Als wir aus dem Hotel treten, brauchen wir gleich wieder den albanischen Schirm. Erstmal Kaffee trinken, dann weiter sehen. Das ist gut, denn der Regen hört derweil auf.

Gjirokastër im Regen

Titus hat keine Lust auf die Festung, Aussicht hin oder her, lieber drehen wir eine Runde durch die Altstadt und versuchen, ob wir näher an die alten Weltkulturerbe-Steinhäuser drankommen.

Gjirokastër

Wir steigen immer höher, bald können wir die Burg von oben sehen. Die Häuser werden neuer und kleiner, vor einem zeichnet ein älterer Mann Schnittlinien auf grau-ockerfarbene Schieferplatten. Titus fragt ihn auf Griechisch, was er da macht, da zeigt er es uns in seinem Hof: er verkleidet eine Betontreppe mit den Platten. Es sieht sehr professionell aus, das hat er in einer Schule fürs Bauwesen gelernt. Wir loben seine Arbeit, und er bietet uns erstmal einen Schnaps an, den ich ablehne, aber Titus nimmt einen. Der Mann heißt Burhan, die beiden unterhalten sich ein bisschen, dann zeigt er uns den Weg zu einer alten Steinbrücke von Ali Pascha. Ich mache noch ein Bild von Burhan und Titus mit der Brücke im Hintergrund, dann verabschieden wir uns.

Titus und Burhan

Die Brücke führt über ein steiles Tal und hat drei Bögen. Wir verpassen eine Abzweigung und landen unter der Brücke. Das sieht großartig aus, aber es ist eine bekloppte Idee, einfach den Hang hochzuklettern. Vom Regen ist der Boden nass und rutschig, und im Gras, an dem wir uns festhalten, sind viele dornige Dinge.
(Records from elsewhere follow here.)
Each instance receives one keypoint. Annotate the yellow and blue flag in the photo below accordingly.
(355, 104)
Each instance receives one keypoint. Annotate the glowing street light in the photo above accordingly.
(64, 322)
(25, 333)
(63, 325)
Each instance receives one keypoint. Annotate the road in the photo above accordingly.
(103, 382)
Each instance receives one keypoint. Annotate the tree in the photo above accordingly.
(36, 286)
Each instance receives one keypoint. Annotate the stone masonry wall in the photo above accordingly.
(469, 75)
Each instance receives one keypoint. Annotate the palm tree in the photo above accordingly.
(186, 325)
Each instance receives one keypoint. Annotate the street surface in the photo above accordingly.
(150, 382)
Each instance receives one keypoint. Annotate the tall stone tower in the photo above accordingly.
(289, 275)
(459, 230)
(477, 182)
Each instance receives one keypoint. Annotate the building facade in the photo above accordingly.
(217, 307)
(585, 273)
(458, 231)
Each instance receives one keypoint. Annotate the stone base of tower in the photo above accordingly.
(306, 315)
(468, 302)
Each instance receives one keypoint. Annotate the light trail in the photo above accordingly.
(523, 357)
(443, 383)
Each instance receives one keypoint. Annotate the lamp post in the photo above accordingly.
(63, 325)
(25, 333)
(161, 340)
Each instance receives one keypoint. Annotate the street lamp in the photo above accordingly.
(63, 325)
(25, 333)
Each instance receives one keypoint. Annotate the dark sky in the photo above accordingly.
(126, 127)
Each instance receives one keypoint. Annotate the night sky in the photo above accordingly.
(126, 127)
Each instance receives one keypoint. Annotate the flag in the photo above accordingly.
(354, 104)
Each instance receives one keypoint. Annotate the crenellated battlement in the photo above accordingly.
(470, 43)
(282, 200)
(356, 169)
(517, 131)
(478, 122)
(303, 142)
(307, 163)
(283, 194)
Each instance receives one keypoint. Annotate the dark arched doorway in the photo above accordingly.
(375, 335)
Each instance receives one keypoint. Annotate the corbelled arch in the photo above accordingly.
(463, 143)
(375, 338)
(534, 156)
Dennoch gelingt es, zuerst in den seitlichen Brückenbogen und dann ganz hochzukrabbeln. Wir sind aber ziemlich eingesaut. Die Brücke ist etwa anderthalb Meter breit und hat kein Geländer, das ist nicht schlimm, aber viel schmaler dürfte sie für mich nicht sein. Wir nehmen einen anderen Rückweg und stellen fest, dass die Girokastrer ihren Müll gerne einfach hinter den Häusern ins Tal kippen.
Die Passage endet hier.